Slashdot Mirror

← Back to Stories (view on slashdot.org)

More Than 10% of Mozilla Bug Finders Refuse Cash

Posted by Soulskill on from the never-underestimate-the-power-of-free-swag dept.

angry tapir writes "The open-source Mozilla project has been offering cash bounties for security bugs for six years now, but often bug finders simply turn down the cash. Between 10 percent and 15 percent of the serious security bugs reported since Mozilla launched its bug bounty program have been provided free of charge, according to Mozilla."

6 of 115 comments (clear)

  1. Job may not allow you to accept cash bounty by catherder_finleyd · · Score: 5, Informative

    If one were to find the bug in the course of one's job, the employer may not allow you to accept a cash bounty. This is certainly the case in the US Federal Government, as well as many Federal Contractors.

    1. Re:Job may not allow you to accept cash bounty by plcurechax · · Score: 2, Informative

      The situation may also become marginal or not worth the effort for foreigners to accept the cash, if they need to hire a tax lawyer to deal with foreign income, as most countries don't consider foreign prizes ("windfall") or "bounties" as tax-free (or zero-rate tax rate) income.

      Let alone you live / work in a country that is not trusting of US Government and US organizations (think: Cuba, China, Philippines, Latin America), may consider it "proof" of being a spy. Why else would some foreign US non-profit organization group just "give" you money, you capitalist whore?
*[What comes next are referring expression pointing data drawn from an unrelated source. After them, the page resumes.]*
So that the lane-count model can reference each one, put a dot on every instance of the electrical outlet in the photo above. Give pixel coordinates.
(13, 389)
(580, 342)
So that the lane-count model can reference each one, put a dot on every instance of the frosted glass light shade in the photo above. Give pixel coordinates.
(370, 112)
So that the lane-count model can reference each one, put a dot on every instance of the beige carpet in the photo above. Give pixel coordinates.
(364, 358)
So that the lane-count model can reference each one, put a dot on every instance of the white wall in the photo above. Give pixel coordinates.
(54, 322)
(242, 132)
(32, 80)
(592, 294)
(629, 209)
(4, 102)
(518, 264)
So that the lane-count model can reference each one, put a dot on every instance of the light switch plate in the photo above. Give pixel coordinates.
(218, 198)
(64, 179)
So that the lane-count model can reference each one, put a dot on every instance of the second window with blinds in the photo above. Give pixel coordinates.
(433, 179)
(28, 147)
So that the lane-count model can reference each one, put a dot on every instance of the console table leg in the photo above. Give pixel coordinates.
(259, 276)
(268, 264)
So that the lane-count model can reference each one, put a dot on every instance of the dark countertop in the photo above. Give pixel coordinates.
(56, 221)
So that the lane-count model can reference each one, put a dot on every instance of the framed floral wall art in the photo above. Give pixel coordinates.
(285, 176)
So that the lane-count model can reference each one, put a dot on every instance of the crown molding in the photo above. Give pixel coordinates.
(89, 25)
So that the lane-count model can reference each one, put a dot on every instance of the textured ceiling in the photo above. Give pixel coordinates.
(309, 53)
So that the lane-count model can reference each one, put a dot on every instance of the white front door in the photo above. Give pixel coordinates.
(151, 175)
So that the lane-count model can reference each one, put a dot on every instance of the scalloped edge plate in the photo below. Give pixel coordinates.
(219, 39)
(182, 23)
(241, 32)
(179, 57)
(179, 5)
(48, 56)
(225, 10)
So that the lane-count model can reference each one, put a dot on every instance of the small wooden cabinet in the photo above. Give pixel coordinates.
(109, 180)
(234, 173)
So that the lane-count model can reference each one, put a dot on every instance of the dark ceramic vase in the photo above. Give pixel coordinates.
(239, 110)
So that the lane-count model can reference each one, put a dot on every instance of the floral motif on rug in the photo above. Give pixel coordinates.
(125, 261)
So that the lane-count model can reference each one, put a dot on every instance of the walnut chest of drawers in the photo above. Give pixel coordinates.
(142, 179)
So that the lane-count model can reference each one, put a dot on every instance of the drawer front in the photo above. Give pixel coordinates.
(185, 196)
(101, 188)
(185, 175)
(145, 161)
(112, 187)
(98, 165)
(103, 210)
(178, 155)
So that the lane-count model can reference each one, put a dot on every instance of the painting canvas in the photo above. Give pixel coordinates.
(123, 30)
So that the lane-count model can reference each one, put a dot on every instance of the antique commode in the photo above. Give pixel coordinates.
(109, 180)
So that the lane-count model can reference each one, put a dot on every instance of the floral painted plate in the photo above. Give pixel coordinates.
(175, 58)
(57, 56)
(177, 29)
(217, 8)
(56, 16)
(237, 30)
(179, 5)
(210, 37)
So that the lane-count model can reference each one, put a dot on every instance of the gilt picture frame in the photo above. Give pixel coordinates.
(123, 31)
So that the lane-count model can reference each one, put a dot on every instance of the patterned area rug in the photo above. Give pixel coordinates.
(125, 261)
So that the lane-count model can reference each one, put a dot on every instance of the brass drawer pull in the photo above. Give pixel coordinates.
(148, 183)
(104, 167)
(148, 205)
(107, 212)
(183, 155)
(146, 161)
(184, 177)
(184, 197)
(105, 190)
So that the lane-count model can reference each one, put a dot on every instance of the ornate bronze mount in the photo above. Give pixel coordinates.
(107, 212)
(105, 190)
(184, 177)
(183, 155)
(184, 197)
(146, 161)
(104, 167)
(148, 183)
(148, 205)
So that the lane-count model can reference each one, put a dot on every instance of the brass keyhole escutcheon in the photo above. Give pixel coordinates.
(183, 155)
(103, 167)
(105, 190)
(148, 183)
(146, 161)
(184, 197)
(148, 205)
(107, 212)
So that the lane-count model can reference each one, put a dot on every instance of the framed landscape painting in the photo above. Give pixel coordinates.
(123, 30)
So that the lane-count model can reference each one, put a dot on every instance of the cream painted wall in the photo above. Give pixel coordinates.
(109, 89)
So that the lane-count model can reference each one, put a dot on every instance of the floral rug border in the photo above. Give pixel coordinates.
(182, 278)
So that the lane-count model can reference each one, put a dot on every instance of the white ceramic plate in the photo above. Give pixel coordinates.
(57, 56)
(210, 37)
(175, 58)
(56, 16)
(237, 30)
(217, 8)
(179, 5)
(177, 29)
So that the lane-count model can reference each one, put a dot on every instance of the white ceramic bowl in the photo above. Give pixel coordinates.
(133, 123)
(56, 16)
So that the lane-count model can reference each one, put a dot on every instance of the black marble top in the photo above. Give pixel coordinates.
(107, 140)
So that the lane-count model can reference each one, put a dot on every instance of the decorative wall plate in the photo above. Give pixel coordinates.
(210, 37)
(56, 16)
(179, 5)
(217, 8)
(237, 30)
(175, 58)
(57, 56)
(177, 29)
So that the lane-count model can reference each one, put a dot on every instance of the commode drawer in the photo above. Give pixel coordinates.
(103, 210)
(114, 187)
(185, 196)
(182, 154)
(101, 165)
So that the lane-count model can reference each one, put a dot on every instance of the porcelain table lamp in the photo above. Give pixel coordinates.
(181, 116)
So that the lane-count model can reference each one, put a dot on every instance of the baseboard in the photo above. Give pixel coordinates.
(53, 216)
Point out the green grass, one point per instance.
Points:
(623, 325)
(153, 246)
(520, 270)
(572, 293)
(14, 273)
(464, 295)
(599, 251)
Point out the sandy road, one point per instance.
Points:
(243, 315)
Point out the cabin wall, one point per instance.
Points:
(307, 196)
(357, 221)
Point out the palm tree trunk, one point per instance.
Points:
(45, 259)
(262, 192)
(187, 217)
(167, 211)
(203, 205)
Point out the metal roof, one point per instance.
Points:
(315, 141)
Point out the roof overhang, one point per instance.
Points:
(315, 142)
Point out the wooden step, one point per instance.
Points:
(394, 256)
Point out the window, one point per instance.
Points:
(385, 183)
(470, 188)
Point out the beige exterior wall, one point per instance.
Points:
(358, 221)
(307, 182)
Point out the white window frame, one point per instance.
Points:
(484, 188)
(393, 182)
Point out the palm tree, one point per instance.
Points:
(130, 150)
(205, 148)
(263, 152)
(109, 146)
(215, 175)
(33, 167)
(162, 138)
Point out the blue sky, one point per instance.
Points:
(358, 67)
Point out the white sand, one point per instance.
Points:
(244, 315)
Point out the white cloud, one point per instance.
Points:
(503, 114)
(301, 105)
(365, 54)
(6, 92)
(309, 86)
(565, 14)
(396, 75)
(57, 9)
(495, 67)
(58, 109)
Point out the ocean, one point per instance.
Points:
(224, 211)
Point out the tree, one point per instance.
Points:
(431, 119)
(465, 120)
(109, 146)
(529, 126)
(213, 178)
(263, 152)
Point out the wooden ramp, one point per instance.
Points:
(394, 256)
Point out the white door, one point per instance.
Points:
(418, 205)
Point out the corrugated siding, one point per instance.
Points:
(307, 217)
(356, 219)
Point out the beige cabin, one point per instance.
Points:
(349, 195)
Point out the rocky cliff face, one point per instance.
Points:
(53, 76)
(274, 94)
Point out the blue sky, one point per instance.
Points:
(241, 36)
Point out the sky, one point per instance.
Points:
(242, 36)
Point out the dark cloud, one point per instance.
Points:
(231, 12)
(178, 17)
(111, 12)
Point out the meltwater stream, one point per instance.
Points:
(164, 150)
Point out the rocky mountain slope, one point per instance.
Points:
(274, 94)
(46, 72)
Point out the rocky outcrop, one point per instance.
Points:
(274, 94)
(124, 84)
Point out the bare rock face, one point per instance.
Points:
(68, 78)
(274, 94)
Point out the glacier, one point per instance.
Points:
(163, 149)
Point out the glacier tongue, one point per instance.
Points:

  2. Re:More evidence... by Anonymous Coward · · Score: 2, Informative

    Y'know if they wanted to refuse the cash... instead of letting Mozilla keep it, have them donate it to the charity of their choice. Just sayin'.

    Maybe you should read the article?

    "A lot of people would say, 'Don't worry about it. Donate it to the EFF [Electronic Frontier Foundation] or just send me a T-shirt,'"

  3. Re:15% is not a lot by Anonymous Coward · · Score: 1, Informative

    https://developer.mozilla.org/en/How_to_get_a_stacktrace_for_a_bug_report

    https://developer.mozilla.org/en/Bug_writing_guidelines

  4. Re:More evidence... by somegeekynick · · Score: 5, Informative
    I realise that we might only end up debating semantics and matters concerning law (*shudder*) but, for what it's worth,

    The Mozilla Foundation, which is registered as a charity in the United States...

    Source And, California registration by the Mozilla Foundation as a charitable trust.

  5. Re:More evidence... by clarkkent09 · · Score: 2, Informative

    a) 90% accept cash for their work. Evil bastards!

    b) Talking about socialism, good thing we don't have unions in software industry or they wouldn't look too kindly on all these people working for free.

    --
    Negative moral value of force outweighs the positive value of good intentions.